La trasparenza non è passata inosservata alle ultime elezioni. I curricula, le esperienze professionali, gli incarichi e le condanne mai erano stati oggetto di discussione come in questa tornata elettorale che ha rivoluzionato il governo di alcune delle principali città italiane. Dallo scandagliatissimo cv di Virginia Raggi, una delle aderenti più note alla campagna Sai chi voti, accusata di aver omesso incarichi e imbarazzanti collaborazioni, alla grave omissione di Nando Marino, candidato sindaco a Brindisi che in più occasioni pubbliche ha negato di avere ricevuto una condanna a 4 mesi di arresto, con sospensione condizionale, emessa dalla Corte di Cassazione per reati ambientali. Più che in passato, media e opinione pubblica si sono domandati se gli aspiranti sindaci e consiglieri comunali avessero tutte le carte in regola per poter accedere all’incarico pubblico a cui si erano candidati. Ề l’ennesima dimostrazione che Sai chi voti ha svolto una fondamentale funzione in questa fase elettorale permettendo ai cittadini di trovare facilmente online informazioni sui candidati a sindaco delle loro città che sarebbe stato altrimenti impossibile scovare.

Sono i numeri a decretare il successo di iniziative come Sai chi voti, a dimostrazione che gli elettori sono molto interessati a sapere chi intende amministrarli (e, se ci fosse bisogno dell’ennesima conferma, che la trasparenza può pagare in termini di consenso): in poco più di un mese di campagna, la petizione ha raggiunto 25.000 firme, mentre sono state visualizzate 230.000 pagine della piattaforma digitale e le sessioni di visita sono state quasi 95.000.

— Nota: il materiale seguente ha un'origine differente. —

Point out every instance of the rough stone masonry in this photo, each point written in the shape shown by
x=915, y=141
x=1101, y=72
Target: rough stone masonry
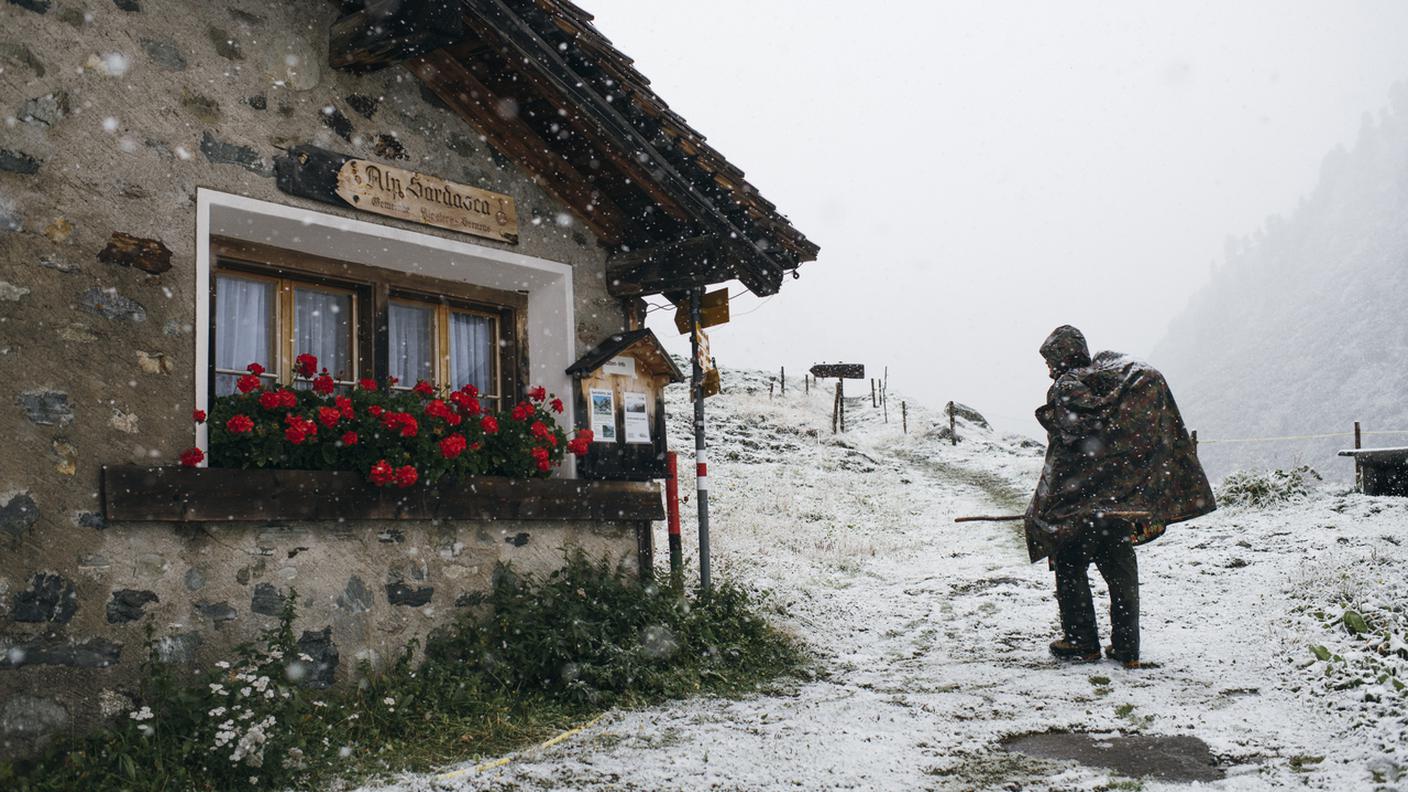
x=113, y=114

Com’è stata la performance degli aderenti a Sai chi voti in questi ultimi ballottaggi? Su 18 città che al primo turno avevano visto passare uno o più candidati trasparenti, ne sono state perse solo 3. In definitiva, sulle 30 città monitorate dalla nostra iniziativa, in 15 si è affermato un candidato che aveva sottoscritto gli impegni di Sai chi voti. Si tratta dei nuovi primi cittadini di Roma, Milano, Napoli, Torino, Bologna, Trieste, Brindisi, Caserta, Savona, Novara, Latina, Vittoria, Rho, Gallarate, Varese, tutti accomunati dall’aver messo online i loro cv dettagliati, la situazione giudiziaria e i loro potenziali conflitti d’interesse.

Quindici su trenta corrisponde a un lusinghiero 50%. Obiettivo raggiunto? Beh, per chi, come me, si occupa di campagne, si potrebbe parlare di successo. E tuttavia, è lecito chiedersi perché nella metà dei comuni da noi monitorati, tutte città con più di 50.000 abitanti, i candidati a sindaco risultati vincitori abbiano rifiutato di aderire a una campagna sulla trasparenza promossa dalla società civile che rivolgeva loro domande di “buon senso”. Qualcuno, come quel Nando Marino di Brindisi, ha evitato di aderire perché forse qualcosa da celare agli elettori lo aveva davvero. Ma tutti gli altri? Bugiardi incalliti o, più probabilmente, convinti che iniziative come Sai chi voti non paghino in termini elettorali? Un candidato, in queste settimane di rush, ci ha fatto dire dal suo staff di non credere a campagne extraistituzionali come la nostra. Si tratta di Stefano Parisi, candidato a Milano. Inutile dire che è risultato sconfitto.